From: Davide Libenzi <davidel@xmailserver.org>
To: Linus Torvalds <torvalds@osdl.org>
Cc: Junio C Hamano <junkio@cox.net>, Git Mailing List <git@vger.kernel.org>
Subject: Re: Use a *real* built-in diff generator
Date: Sat, 25 Mar 2006 01:03:38 -0800 (PST) [thread overview]
Message-ID: <Pine.LNX.4.64.0603250025550.1704@alien.or.mcafeemobile.com> (raw)
In-Reply-To: <Pine.LNX.4.64.0603241938510.15714@g5.osdl.org>
On Fri, 24 Mar 2006, Linus Torvalds wrote:
> - the libxdiff algorithm is different, and I bet GNU diff has gotten a
> lot more testing. And the thing is, generating a diff is not an exact
> science - you can get two different diffs (and you will), and they can
> both be perfectly valid. So it's not possible to "validate" the
> libxdiff output by just comparing it against GNU diff.

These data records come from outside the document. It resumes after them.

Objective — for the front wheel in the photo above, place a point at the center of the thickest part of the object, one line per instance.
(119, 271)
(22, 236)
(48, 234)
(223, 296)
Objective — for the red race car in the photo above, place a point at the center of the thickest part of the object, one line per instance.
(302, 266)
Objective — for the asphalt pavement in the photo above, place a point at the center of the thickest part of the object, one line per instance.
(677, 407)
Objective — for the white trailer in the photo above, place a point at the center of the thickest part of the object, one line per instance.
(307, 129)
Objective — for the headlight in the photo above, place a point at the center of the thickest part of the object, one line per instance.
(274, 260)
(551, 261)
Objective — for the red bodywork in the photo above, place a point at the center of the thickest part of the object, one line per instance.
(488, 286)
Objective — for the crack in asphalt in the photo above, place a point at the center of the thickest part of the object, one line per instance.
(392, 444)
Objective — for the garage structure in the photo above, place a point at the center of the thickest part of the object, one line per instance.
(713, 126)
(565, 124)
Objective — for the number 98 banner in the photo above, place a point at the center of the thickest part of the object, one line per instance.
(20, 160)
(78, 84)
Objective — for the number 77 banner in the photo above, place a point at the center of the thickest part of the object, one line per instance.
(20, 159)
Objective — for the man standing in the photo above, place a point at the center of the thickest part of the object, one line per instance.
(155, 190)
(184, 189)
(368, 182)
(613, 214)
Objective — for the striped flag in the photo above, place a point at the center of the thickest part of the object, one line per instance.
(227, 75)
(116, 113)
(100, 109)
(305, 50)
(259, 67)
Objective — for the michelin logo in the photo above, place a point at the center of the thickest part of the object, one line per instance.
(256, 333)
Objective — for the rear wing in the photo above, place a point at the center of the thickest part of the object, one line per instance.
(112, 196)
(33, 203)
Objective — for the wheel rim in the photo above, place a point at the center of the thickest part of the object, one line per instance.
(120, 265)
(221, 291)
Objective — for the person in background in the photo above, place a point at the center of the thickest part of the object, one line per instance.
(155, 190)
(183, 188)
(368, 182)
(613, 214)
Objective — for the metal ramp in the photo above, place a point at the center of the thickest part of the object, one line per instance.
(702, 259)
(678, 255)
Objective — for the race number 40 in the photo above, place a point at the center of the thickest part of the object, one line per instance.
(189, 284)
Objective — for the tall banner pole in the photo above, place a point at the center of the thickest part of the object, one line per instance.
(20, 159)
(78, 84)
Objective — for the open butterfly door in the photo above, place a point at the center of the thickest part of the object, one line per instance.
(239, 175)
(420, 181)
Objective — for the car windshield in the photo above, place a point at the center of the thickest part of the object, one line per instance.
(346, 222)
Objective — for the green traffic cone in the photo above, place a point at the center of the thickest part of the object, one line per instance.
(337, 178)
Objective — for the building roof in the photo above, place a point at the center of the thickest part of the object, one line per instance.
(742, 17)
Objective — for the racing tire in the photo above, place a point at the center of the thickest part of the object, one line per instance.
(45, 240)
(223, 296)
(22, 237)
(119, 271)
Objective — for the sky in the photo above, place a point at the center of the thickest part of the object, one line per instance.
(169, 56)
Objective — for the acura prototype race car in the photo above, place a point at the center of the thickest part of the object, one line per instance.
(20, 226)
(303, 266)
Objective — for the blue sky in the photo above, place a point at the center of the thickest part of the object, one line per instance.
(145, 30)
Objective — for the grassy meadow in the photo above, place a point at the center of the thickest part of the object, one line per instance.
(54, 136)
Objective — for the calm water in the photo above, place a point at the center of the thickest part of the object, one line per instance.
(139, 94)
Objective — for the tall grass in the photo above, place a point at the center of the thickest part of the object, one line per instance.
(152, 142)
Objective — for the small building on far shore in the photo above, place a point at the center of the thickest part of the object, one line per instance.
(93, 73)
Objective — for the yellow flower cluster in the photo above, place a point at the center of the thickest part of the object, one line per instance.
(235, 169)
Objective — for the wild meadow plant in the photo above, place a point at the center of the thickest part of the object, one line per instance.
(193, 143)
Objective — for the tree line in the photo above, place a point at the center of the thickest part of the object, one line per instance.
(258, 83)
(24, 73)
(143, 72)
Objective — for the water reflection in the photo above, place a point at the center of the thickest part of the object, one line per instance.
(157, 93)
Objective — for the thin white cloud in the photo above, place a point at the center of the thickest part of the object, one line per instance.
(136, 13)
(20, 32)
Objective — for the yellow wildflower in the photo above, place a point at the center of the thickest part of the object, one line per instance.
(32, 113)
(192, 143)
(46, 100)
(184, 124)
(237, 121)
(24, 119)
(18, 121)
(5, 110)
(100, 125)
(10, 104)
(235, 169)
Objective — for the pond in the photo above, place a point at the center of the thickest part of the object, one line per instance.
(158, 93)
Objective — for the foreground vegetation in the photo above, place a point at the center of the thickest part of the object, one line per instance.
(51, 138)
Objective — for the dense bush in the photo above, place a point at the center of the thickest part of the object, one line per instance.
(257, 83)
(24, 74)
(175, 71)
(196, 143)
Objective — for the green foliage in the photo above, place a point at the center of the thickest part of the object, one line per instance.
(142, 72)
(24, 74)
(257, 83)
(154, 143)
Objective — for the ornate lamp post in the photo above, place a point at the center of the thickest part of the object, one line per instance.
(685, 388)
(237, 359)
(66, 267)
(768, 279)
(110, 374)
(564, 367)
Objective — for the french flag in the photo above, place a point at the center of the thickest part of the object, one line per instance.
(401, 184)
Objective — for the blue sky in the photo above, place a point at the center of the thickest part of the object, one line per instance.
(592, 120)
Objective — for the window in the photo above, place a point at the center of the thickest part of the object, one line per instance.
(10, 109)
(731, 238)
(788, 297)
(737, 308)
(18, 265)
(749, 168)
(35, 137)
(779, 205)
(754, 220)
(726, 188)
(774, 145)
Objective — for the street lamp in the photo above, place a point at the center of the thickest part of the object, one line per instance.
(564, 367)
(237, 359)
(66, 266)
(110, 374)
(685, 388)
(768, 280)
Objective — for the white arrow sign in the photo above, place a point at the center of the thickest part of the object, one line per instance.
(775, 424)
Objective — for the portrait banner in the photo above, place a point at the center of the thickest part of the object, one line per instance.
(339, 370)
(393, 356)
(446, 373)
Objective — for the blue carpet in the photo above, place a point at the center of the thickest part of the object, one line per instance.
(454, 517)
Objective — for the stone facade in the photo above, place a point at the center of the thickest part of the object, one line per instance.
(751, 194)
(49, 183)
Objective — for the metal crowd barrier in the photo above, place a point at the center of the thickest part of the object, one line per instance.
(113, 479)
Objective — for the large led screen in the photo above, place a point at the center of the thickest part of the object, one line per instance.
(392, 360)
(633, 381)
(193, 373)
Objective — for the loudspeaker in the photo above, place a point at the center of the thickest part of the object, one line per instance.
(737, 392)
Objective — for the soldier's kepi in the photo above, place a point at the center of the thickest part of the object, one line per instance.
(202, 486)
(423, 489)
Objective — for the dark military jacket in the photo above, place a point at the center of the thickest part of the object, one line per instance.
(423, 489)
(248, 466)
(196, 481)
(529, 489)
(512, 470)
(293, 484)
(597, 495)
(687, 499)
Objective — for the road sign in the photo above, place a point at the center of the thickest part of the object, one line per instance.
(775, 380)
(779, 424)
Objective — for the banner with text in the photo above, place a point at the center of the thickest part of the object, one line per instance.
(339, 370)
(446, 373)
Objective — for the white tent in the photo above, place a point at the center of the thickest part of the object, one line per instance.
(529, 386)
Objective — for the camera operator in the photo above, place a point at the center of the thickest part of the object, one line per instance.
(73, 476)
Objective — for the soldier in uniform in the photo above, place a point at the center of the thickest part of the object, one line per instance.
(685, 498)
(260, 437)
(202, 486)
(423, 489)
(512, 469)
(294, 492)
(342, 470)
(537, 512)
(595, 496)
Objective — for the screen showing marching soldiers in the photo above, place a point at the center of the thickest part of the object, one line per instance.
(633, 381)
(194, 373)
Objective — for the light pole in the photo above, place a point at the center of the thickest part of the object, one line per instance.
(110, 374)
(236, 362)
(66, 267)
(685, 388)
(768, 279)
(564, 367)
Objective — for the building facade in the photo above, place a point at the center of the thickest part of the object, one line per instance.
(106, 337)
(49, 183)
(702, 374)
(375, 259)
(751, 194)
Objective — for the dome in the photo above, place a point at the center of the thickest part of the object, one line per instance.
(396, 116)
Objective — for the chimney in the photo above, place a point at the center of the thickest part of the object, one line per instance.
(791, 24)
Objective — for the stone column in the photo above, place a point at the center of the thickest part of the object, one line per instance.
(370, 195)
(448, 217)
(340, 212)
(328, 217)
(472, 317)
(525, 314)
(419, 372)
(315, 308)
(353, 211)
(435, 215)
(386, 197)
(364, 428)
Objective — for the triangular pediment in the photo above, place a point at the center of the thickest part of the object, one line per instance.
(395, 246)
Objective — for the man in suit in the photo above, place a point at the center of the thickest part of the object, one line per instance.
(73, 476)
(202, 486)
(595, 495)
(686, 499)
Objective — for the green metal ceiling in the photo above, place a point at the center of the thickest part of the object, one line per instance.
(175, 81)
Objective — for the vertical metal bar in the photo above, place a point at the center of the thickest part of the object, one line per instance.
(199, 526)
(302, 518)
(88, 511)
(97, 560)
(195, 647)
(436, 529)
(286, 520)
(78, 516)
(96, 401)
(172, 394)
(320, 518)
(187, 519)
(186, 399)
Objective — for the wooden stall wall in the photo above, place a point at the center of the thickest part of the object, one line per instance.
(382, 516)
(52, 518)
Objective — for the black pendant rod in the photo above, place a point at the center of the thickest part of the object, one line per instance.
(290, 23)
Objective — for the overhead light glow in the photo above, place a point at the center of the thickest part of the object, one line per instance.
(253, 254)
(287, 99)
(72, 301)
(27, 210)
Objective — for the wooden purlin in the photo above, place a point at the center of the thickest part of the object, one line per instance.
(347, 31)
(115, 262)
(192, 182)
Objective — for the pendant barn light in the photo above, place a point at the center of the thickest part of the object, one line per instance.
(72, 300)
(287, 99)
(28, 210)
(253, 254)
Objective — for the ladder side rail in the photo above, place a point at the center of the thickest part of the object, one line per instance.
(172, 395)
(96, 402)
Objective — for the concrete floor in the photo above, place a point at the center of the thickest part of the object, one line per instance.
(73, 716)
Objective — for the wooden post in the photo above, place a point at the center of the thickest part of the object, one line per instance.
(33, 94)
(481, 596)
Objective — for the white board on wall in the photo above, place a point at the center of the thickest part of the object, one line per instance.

Correct, the diff(A, B) is not unique. If you look inside the test
directory, there's an xregression binary that does:
1) Random generate A
2) Create B by random changing A
3) Create D=A-B
4) Verify that B+D==A and A-D==B (using the library patch function)
It does and repeat this operation continuosly, for both text (using text
diff/patch) and binary (using binary diff/patch). It ran several days
w/out finding errors, so I've a good confidence about it.
> - GNU diff does some nice eye-candy, like trying to figure out what the
> last function was, and adding that information to the "@@ .." line.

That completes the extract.